REAL ESTATE - The Finnish Pension Alliance (TELA) has criticised government proposals on real estate investment for failing to remove tax obstacles that will discourage pension funds and other investors from investing in REIT-style structures.

At issue is the government’s refusal to lift double-taxation provisions. The new rules will allow for the creation of mutual real estate funds. However, these will lack the liquidity of listed companies and investors will still face tax strictures that those in other REIT markets do not.

“Finland believes that all companies should be taxed the same, that there should be no special tax rule. It seems determined to hold onto this principle,” said TELA international and legal affairs director Matti Leppälä. “Without a firm political decision, the principle of tax will not be changed.”

Leppälä described the changes, which will allow mutual funds to invest in REIT-like structures, as “very positive”, but pointed out that, unlike REIT structures in other countries, it will not open indirect real estate investment to international and retail investors.

“One of the central features of REITs is that they make it easier for a wide range of investors. That isn’t the case here. If there is double taxation, it doesn’t make sense for pension funds to invest in them.”

Yet he added that, overall, TELA saw the new rules as an indication of progress.
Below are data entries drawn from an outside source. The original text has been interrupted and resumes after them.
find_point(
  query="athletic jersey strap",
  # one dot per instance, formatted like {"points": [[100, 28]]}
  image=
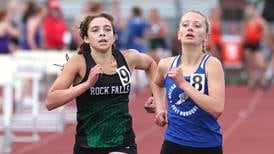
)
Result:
{"points": [[202, 65]]}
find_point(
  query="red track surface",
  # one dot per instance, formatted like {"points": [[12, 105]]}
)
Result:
{"points": [[247, 126]]}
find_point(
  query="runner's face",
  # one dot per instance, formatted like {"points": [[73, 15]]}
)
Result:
{"points": [[192, 29], [100, 34]]}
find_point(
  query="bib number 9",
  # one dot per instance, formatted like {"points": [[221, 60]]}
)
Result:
{"points": [[124, 75]]}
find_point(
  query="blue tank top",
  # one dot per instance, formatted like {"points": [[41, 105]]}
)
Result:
{"points": [[189, 125]]}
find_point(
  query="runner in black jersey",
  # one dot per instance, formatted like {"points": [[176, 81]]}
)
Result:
{"points": [[101, 77]]}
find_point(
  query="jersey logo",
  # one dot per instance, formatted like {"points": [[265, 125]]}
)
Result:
{"points": [[124, 75], [198, 82], [182, 98]]}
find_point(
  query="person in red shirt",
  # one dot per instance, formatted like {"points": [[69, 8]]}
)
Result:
{"points": [[214, 41], [254, 34], [54, 27]]}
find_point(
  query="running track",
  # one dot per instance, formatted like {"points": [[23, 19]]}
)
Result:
{"points": [[247, 126]]}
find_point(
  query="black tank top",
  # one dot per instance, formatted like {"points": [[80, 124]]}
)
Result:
{"points": [[103, 118]]}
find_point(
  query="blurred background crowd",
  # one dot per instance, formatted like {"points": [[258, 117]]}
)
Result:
{"points": [[241, 34]]}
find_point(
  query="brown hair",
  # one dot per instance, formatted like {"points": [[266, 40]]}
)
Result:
{"points": [[206, 23], [84, 47]]}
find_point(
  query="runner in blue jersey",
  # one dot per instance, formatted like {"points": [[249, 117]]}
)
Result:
{"points": [[99, 78], [195, 91]]}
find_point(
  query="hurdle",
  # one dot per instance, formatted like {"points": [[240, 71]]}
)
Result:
{"points": [[6, 83]]}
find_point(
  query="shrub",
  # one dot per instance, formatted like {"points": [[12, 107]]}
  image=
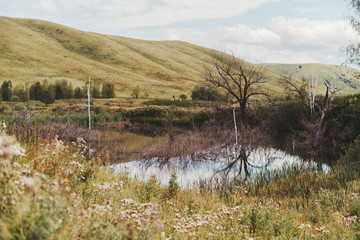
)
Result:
{"points": [[206, 93]]}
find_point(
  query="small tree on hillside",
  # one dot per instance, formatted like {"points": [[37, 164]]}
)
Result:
{"points": [[47, 97], [240, 79], [108, 90], [136, 93], [35, 91], [6, 90]]}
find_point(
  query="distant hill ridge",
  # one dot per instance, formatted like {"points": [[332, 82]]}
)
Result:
{"points": [[34, 50]]}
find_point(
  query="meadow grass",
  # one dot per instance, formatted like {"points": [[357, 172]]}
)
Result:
{"points": [[34, 50], [55, 191]]}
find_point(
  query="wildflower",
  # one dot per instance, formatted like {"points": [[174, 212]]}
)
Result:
{"points": [[9, 148]]}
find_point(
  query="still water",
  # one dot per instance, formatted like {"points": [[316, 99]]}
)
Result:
{"points": [[190, 170]]}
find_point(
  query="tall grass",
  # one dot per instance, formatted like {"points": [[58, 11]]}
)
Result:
{"points": [[55, 192]]}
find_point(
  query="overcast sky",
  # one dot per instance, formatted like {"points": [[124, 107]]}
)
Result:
{"points": [[283, 31]]}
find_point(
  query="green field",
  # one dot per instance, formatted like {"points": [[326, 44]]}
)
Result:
{"points": [[35, 50]]}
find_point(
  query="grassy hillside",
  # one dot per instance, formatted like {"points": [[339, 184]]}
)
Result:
{"points": [[35, 50], [347, 81]]}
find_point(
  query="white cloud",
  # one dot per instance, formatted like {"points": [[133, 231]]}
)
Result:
{"points": [[119, 14], [283, 40]]}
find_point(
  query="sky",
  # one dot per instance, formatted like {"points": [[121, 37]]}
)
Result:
{"points": [[261, 31]]}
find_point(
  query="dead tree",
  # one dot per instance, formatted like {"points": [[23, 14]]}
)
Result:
{"points": [[325, 109], [314, 127], [242, 80]]}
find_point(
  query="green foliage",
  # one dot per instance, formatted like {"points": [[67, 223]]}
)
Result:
{"points": [[22, 93], [108, 90], [47, 97], [95, 88], [136, 93], [206, 93], [35, 91], [6, 90], [183, 97]]}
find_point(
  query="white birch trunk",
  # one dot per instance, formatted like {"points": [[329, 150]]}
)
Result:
{"points": [[89, 104], [235, 126]]}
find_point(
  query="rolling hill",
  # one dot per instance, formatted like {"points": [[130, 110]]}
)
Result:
{"points": [[35, 50]]}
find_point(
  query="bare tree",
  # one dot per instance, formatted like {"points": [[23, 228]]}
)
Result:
{"points": [[242, 80], [319, 110]]}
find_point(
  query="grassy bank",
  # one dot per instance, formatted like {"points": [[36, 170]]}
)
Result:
{"points": [[54, 192]]}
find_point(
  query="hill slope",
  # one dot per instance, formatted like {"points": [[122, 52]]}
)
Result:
{"points": [[34, 50]]}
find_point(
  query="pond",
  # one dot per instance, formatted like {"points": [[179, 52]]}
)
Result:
{"points": [[212, 164]]}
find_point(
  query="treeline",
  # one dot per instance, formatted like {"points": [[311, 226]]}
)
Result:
{"points": [[49, 92]]}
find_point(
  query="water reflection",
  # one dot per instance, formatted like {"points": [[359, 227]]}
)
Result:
{"points": [[232, 161]]}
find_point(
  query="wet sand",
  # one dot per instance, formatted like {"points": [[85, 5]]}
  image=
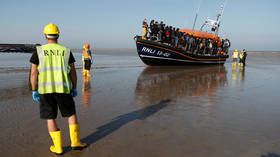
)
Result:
{"points": [[135, 110]]}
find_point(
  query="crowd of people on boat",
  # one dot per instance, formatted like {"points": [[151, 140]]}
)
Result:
{"points": [[172, 36]]}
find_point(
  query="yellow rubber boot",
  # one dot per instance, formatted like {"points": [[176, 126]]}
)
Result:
{"points": [[88, 73], [57, 141], [84, 72], [75, 137]]}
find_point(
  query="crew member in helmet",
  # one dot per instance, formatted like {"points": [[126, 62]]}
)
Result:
{"points": [[87, 60], [53, 80], [235, 55]]}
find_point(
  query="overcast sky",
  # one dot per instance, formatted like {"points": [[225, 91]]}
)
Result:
{"points": [[250, 24]]}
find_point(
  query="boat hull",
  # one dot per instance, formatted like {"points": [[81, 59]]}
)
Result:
{"points": [[154, 53]]}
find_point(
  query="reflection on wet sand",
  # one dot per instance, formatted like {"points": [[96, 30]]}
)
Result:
{"points": [[86, 93], [238, 74], [160, 83]]}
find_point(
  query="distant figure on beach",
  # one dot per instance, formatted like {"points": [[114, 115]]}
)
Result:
{"points": [[242, 57], [235, 55], [53, 80], [87, 60], [145, 29]]}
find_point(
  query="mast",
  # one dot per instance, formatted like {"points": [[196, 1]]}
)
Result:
{"points": [[215, 24], [196, 13]]}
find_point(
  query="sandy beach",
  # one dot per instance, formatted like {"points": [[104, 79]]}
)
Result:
{"points": [[128, 109]]}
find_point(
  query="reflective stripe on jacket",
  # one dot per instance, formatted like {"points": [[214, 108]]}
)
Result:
{"points": [[53, 69]]}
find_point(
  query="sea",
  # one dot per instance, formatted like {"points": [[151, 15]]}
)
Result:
{"points": [[130, 109]]}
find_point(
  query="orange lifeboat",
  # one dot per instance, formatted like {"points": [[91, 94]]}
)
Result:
{"points": [[201, 34]]}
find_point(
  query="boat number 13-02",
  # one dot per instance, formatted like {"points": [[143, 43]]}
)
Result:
{"points": [[153, 51]]}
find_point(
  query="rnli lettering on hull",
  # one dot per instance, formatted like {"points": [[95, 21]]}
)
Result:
{"points": [[155, 52]]}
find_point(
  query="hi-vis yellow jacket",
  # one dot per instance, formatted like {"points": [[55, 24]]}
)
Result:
{"points": [[53, 69]]}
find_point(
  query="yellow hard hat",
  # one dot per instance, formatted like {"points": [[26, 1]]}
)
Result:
{"points": [[51, 29]]}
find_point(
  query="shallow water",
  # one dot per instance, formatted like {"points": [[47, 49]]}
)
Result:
{"points": [[129, 109]]}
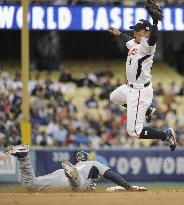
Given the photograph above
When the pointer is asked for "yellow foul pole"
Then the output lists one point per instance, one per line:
(25, 124)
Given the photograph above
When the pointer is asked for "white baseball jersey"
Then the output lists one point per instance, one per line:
(138, 98)
(139, 61)
(91, 169)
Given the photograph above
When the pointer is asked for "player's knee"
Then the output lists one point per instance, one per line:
(30, 185)
(113, 97)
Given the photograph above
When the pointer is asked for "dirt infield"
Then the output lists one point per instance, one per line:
(123, 198)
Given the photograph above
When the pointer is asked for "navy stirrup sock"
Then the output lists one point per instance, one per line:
(151, 133)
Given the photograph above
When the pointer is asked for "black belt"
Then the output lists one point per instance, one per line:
(145, 85)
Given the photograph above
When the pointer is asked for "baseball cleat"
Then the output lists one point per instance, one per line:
(151, 111)
(170, 139)
(70, 170)
(19, 151)
(138, 188)
(122, 189)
“Pessimistic? I’m realistic, rather. We’ve tried and we’ve lobbied. We’re not unhappy about changes – on the contrary.”

For the moment, TELA is pinning its hopes on getting the tax issue on the next government’s agenda. The organisation is planning a mammoth lobbying effort ahead of parliamentary elections in 2007.

“The government programme needs progress towards a REITs model and we’re looking for commitment from the next government to make the change,” said Leppälä.